THE TRIAL of former liquor store worker Tom Pollacci who was convicted last year of raping a woman before being charged with three more rapes will not be moved to Madera County as his public defender had sought.
Though Pollacci’s attorney, Michelle Wouden, had argued the trial should be moved because it would be difficult to seat an impartial jury considering the extensive news coverage of Pollacci’s criminal cases, Superior Court Judge Terrance Duncan ruled May 20 the trial will stay in Monterey County.
Duncan said the jury selection process would eliminate prospective jurors who are heavily biased against Pollacci, 51, who faces charges of forcibly raping two women in 2007 and 2008.
The decision came several days after Susan Geringer a university teacher and polling expert hired by Wouden to conduct a survey to determine if Pollacci could receive a fair trial testified it would be necessary to move the trial.
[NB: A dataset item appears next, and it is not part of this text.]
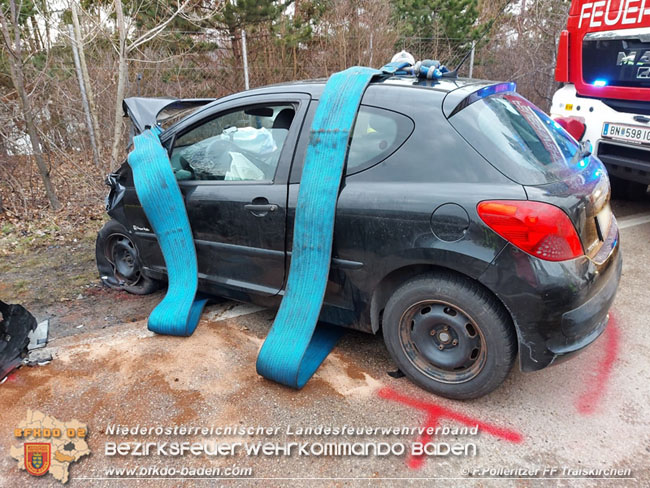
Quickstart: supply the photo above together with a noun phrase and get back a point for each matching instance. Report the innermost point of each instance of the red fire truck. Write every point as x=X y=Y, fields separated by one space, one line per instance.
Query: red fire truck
x=603 y=62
Of the 100 eligible people Geringer surveyed in Monterey County, 96 percent believed Pollacci was guilty “in one way or another, either probably or definitely,” she said.
The results of the survey showed people thought of Pollacci as “vicious, despicable, guilty,” “evil,” a “slime ball” and a “scuzz bag,” indicating “extreme bias,” according to Geringer, who has performed surveys in other defense cases.
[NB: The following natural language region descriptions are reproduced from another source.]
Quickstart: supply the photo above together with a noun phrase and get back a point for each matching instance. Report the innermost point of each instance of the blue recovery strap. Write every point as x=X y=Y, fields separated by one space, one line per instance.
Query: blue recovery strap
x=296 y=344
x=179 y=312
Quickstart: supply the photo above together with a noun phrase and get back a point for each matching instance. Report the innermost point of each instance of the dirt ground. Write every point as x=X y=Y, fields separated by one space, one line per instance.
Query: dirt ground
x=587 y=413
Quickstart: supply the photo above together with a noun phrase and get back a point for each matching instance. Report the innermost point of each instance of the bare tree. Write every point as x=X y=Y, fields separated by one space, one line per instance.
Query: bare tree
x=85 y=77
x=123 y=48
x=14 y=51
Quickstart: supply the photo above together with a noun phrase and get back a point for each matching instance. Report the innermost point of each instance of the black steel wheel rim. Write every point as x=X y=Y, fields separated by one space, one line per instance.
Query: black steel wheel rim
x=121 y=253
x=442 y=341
After Geringer’s testimony last week, Monterey County Deputy District Attorney Michael Breeden put forth his own expert, Eugene Bregman, who testified Geringer’s survey was flawed in regards to her questions and sampling techniques.
On Friday, Breeden said there was no question Pollacci could receive a fair trial in Monterey County.
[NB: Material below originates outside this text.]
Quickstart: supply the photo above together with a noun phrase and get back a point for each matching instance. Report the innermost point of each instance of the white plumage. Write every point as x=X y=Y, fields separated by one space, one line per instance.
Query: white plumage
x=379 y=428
Duncan also said moving the trial isn’t necessary because Pollacci isn’t well known outside the Monterey Peninsula an area that contains only 12 percent of the county’s population, but where Geringer polled about 60 percent of the people for her survey.
Duncan said the court would provide a questionnaire to eliminate prospective jurors who have may be biased against Pollacci.
He didn’t rule out the possibility of allowing Wouden to file another change of venue motion if it seemed an impartial jury could not be found in Monterey County.
Moving the trial to Madera County, which Geringer said has similar demographics to Monterey County, would have been a logistical challenge and would have cost taxpayers tens of thousands of dollars on top of what has already been spent including at least $7,500 for Geringer’s study and $4,000 for a prosecution study to challenge it.
The two women Pollacci is charged with raping came forward after hearing about his arrest in 2009 and subsequent trial in which he was convicted of raping an acquaintance in the loft of Ron’s Liquors, the store his family owns and where he used to work.
He was sentenced to eight years in prison for the crime but remains in Monterey County Jail pending his new trial.